Source code for yatsm.regression.recresid

# -*- coding: utf-8 -*-
u""" Recursive residuals computation

Citations:

- Brown, RL, J Durbin, and JM Evans. 1975. Techniques for Testing the Consistency
  of Regression Relationships over Time. Journal of the Royal Statistical
  Society. Series B (Methodological) 37 (2): 149-192.

- Judge George G., William E. Griffiths, R. Carter Hill, Helmut Lütkepohl,
  and Tsoung-Chao Lee. 1985. The theory and practice of econometrics.
  New York: Wiley. ISBN: 978-0-471-89530-5

"""
import numpy as np


[docs]def recresid(X, y, span=None):
    """ Return standardized recursive residuals for y ~ X

    For a matrix :math:`X_t` of :math:`T` total observations of :math:`n`
    variables, the :math:`t` th recursive residual is the forecast prediction
    error for :math:`y_t` using a regression fit on the first :math:`t - 1`
    observations.
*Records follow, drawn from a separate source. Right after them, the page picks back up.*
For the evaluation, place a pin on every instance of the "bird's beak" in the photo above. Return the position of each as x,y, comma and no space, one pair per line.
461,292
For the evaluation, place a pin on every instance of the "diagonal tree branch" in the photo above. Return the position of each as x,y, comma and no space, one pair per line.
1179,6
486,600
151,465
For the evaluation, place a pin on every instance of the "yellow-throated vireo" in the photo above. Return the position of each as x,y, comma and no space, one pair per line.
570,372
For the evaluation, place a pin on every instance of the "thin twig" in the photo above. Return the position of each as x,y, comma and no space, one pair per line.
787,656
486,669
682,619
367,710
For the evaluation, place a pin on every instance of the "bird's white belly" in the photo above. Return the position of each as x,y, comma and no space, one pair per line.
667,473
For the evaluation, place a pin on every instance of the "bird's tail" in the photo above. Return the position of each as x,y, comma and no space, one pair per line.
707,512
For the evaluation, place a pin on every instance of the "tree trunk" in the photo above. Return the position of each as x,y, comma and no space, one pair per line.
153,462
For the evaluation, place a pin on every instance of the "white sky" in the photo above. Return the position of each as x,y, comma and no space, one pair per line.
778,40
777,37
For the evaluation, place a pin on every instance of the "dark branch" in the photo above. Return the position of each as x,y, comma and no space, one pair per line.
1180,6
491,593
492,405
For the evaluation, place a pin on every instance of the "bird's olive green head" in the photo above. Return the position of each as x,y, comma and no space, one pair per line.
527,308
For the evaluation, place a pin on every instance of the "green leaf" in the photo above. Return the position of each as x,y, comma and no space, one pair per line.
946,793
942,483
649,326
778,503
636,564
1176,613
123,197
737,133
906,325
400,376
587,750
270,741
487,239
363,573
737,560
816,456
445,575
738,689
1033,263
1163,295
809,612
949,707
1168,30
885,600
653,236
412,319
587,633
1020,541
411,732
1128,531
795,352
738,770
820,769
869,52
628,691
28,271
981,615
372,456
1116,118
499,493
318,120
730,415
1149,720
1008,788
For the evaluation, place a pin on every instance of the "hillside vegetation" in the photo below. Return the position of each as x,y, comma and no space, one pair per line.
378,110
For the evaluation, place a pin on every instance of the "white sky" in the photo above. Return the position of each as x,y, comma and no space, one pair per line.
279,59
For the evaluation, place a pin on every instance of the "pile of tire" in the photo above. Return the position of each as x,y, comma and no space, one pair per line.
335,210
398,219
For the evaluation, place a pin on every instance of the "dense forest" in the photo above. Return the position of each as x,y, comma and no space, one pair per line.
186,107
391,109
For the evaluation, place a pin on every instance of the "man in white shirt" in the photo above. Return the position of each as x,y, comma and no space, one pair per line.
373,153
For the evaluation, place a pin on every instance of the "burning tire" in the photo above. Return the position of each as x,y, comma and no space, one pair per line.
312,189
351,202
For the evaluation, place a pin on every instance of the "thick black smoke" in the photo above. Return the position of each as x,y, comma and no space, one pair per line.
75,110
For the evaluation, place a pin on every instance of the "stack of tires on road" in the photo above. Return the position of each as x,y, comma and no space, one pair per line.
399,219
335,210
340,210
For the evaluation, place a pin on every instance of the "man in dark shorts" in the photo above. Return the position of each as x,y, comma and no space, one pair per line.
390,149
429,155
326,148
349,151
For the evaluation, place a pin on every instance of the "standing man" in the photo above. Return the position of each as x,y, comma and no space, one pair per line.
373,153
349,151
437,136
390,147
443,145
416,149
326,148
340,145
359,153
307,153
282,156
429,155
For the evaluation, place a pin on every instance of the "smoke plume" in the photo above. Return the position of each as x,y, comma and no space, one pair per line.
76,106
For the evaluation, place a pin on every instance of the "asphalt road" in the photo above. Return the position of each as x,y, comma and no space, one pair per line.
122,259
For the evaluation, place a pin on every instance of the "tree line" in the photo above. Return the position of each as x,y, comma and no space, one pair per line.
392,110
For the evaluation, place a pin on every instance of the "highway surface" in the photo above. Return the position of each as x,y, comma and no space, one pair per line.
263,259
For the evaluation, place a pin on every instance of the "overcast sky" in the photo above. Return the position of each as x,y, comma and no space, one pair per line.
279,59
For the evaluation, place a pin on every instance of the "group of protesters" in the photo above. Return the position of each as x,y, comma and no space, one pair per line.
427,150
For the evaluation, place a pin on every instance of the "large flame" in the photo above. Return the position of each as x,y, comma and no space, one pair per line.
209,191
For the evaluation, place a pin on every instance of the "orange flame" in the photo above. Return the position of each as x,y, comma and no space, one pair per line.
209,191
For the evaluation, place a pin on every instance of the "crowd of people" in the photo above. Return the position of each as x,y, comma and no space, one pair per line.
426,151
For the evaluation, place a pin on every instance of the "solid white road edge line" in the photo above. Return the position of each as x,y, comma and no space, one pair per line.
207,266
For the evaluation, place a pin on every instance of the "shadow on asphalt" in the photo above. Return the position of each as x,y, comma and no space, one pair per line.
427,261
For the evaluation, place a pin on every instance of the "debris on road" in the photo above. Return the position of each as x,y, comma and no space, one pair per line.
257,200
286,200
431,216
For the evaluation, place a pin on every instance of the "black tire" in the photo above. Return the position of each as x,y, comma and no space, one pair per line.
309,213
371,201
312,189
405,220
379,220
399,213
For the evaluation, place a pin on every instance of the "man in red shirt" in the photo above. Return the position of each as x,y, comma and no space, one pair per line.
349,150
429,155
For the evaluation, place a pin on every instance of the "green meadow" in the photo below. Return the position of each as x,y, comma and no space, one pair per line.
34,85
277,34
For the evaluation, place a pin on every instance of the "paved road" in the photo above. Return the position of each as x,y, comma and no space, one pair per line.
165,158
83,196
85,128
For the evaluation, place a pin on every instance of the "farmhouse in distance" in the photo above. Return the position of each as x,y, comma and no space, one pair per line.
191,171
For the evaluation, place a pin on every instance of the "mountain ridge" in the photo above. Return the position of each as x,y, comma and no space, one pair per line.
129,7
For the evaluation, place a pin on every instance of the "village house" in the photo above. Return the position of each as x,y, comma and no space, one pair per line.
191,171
Recursive residuals are scaled and standardized so they are
    N(0, 1) distributed.

    Using notation from Brown, Durbin, and Evans (1975) and Judge, et al
    (1985):

    .. math::
        w_r =
            \\frac{y_r - \\boldsymbol{x}_r^{\prime}\\boldsymbol{b}_{r-1}}
                  {\sqrt{(1 + \\boldsymbol{x}_r^{\prime}
                   S_{r-1}\\boldsymbol{x}_r)}}
            =
            \\frac
                {y_r - \\boldsymbol{x}_r^{\prime}\\boldsymbol{b}_r}
                {\sqrt{1 - \\boldsymbol{x}_r^{\prime}S_r\\boldsymbol{x}_r}}

        r = k + 1, \ldots, T,

    where :math:`S_{r}` is the residual sum of squares after
    fitting the model on :math:`r` observations.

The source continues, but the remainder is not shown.